Introduced by Bicon implants, this true Morse taper design features a 1.5° taper. Bicon claims that this taper provides a bacterial seal at the implant-abutment interface, with a microgap of less than 0.5 microns, preventing microbial leakage and reducing the risk of soft tissue inflammation and bone loss around the implant.
The Bicon locking taper abutment, which has no screw, relies on friction to maintain its integrity. Assembly involves driving the 1.5° Morse taper into the matching socket in the implant, generating a high clamping force. This force results from the relative slip between the two friction surfaces under high contact pressure, causing cold welding at the implant-abutment interface.
Discussion
This review outlines the evolution of implant-abutment connections, starting from the 0.7 mm traditional external hexagon of Branemark's implant to the development of Morse taper connections. Branemark's external hex connection was adequate for restoring a completely edentulous arch with a series of implants connected by a metal bar. However, with a better understanding of osseointegration and the refinement of surgical protocols, the applications of implant dentistry have expanded significantly.
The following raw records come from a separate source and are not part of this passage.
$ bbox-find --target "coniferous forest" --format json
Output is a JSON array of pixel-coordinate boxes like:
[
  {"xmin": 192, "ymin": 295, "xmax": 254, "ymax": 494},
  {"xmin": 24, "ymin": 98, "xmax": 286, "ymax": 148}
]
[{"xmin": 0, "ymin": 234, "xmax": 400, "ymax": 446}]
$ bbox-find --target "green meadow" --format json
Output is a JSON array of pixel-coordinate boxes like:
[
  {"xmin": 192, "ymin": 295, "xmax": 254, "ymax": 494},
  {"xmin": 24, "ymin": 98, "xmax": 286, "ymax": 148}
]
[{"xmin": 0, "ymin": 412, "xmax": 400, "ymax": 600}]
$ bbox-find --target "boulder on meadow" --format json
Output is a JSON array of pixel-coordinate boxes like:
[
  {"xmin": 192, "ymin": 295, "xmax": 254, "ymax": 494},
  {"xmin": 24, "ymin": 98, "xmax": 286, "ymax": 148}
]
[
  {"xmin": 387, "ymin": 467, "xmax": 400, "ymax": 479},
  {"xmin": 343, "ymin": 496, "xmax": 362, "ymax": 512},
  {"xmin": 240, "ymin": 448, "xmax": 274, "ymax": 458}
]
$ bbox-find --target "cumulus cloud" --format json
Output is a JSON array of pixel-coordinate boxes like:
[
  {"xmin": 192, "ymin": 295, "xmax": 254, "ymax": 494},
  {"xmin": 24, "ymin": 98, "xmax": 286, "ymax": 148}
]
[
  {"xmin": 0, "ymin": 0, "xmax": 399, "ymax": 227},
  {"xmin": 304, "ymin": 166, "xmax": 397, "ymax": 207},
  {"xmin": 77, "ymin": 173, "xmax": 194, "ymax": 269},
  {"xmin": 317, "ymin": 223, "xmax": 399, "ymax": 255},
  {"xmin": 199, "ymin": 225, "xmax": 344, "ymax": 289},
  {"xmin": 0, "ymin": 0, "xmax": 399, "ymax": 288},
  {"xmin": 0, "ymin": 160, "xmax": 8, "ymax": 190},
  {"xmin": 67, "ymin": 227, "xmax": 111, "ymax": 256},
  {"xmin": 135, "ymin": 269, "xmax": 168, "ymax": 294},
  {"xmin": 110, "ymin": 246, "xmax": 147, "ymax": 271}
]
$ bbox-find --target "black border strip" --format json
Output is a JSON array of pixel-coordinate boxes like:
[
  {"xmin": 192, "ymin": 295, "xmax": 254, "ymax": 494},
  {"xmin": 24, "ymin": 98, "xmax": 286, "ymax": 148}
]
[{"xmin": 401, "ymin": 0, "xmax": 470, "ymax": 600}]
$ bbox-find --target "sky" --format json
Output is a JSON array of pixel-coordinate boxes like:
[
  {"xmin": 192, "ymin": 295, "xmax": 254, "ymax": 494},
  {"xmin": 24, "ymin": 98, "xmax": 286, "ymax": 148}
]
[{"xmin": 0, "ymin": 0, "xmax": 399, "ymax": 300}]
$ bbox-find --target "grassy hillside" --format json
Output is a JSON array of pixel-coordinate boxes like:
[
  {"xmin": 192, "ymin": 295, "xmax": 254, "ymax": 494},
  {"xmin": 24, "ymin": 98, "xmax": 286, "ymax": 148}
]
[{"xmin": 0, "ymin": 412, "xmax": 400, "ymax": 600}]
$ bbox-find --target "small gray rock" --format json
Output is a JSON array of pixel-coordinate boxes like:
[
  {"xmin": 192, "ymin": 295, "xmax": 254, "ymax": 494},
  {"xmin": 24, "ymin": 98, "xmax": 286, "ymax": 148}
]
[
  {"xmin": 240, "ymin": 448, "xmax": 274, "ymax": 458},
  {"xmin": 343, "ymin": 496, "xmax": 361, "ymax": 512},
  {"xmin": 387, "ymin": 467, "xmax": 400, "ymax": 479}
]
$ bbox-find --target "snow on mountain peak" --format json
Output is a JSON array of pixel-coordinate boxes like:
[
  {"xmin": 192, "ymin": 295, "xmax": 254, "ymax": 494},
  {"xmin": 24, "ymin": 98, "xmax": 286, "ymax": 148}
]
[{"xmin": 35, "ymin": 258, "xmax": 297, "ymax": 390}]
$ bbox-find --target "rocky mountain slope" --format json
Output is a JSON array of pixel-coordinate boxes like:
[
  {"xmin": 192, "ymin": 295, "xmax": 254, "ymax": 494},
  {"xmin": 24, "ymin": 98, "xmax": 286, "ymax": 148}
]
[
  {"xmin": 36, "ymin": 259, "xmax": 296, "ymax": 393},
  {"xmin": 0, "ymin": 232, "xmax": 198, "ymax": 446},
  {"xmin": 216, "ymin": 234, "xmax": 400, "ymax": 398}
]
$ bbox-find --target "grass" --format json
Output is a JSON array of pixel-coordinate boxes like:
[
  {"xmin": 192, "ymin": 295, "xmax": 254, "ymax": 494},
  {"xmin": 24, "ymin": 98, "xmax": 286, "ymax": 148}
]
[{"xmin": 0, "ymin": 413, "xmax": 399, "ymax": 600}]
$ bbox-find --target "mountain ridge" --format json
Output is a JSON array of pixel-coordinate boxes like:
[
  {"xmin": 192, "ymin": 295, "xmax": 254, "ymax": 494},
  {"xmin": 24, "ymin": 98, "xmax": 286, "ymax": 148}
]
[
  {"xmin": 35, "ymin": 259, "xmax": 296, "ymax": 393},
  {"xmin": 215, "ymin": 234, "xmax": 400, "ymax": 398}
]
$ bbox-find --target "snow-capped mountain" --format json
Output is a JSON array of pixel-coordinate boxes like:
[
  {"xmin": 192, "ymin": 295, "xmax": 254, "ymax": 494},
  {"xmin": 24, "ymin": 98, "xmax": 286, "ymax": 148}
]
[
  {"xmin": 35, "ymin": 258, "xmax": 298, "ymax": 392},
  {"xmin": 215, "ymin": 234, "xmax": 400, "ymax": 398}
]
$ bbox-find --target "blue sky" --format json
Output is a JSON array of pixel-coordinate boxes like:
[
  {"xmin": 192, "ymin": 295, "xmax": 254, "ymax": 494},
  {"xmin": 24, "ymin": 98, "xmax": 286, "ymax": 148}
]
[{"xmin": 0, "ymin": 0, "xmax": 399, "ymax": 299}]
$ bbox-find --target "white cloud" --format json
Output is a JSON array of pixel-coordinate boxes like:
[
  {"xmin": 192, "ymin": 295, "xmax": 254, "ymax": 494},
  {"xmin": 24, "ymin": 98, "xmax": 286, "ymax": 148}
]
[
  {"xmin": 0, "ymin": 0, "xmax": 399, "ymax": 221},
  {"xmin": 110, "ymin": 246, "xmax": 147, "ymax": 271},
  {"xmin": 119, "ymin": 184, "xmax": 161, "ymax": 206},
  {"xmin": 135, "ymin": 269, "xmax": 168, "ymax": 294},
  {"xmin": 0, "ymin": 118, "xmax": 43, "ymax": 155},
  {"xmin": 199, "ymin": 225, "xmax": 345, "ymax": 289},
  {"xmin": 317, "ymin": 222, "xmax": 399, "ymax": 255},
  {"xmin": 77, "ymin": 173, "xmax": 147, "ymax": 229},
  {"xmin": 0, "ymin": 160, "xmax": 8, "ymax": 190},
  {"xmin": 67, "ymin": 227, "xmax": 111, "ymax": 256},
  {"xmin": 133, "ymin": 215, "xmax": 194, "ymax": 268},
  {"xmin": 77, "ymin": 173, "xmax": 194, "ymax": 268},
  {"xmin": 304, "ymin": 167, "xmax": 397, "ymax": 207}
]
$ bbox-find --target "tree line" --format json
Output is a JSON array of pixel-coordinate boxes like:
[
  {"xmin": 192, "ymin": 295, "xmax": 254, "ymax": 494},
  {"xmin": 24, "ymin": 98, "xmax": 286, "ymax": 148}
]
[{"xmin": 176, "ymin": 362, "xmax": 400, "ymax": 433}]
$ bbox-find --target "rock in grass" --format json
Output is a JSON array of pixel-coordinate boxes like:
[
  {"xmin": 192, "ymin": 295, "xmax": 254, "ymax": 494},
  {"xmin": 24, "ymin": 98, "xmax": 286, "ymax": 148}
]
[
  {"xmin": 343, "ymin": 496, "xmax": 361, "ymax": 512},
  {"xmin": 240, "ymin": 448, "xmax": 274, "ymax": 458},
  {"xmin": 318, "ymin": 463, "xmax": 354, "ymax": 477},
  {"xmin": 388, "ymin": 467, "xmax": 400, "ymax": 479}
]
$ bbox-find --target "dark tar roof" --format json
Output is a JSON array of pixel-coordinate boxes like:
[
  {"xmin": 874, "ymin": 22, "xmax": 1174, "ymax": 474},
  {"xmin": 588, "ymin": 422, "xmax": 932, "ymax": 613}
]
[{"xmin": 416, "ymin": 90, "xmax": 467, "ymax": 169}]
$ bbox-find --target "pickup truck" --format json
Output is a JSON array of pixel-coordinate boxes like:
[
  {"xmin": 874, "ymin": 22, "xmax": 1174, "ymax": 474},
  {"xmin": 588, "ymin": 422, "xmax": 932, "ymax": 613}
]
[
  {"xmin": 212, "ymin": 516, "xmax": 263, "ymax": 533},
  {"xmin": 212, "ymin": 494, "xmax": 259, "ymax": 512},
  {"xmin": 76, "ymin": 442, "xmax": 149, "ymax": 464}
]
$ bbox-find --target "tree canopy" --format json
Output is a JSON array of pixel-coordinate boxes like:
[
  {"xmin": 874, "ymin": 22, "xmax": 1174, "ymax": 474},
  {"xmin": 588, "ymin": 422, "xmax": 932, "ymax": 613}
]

Dental implants are now used for a wide range of applications, including restoring completely edentulous arches, partial edentulous situations, single tooth replacements, and fixed bridges. With these increasing applications, the requirements for implant-abutment connections have also grown. These connections must now provide anti-rotation and prosthetic indexing, particularly for single posterior tooth restorations, which are the most challenging to retain.26, 16
To address complications such as abutment screw loosening and fracture associated with Branemark's external hexagon in single tooth restorations, various design modifications have been made. These include increasing the height and flat-to-flat width of the mating surfaces. Other innovations, such as the tapered hexagon and spline dental implant, have been introduced to overcome the limitations of the external hexagon. 5
The search for a more effective implant-abutment connection led to the development of the internal hexagon design, which has been further modified to designs such as the three-point internal tripod, 12-point internal hexagon, and internal octagon. The clinical significance of these designs lies in the freedom of positioning the abutment over the implant, which is maximum for the 12-point internal hex and minimum for the three-point internal tripod.
This review describes various commercially available implant-abutment connections, highlights manufacturers' claims, and supports them with published data wherever available. It aims to help clinicians make informed decisions about which implant system and implant-abutment interface to use, from the array of commercially available options.
Conclusion
From the given study it can be concluded that,
The implant-abutment interface is crucial for the lateral and rotational stability of the implant-supported restoration.
Internal connections generally offer better prosthesis retention and stability, reducing stress on the cervical region of the implants and retention screws.
Conical interfaces, combined with retention elements at the implant neck, minimize micromotion.
All prosthetic platforms can achieve high success rates if strict criteria for indication and limitation are followed, highlighting the importance of reverse planning to reduce implant overload.
This review has outlined the evolution of implant-abutment connections, from the traditional external hexagon to advanced internal designs.
It aims to inform clinicians about the various design characteristics and clinical applications of contemporary implant systems, helping them make informed decisions for optimal patient outcomes.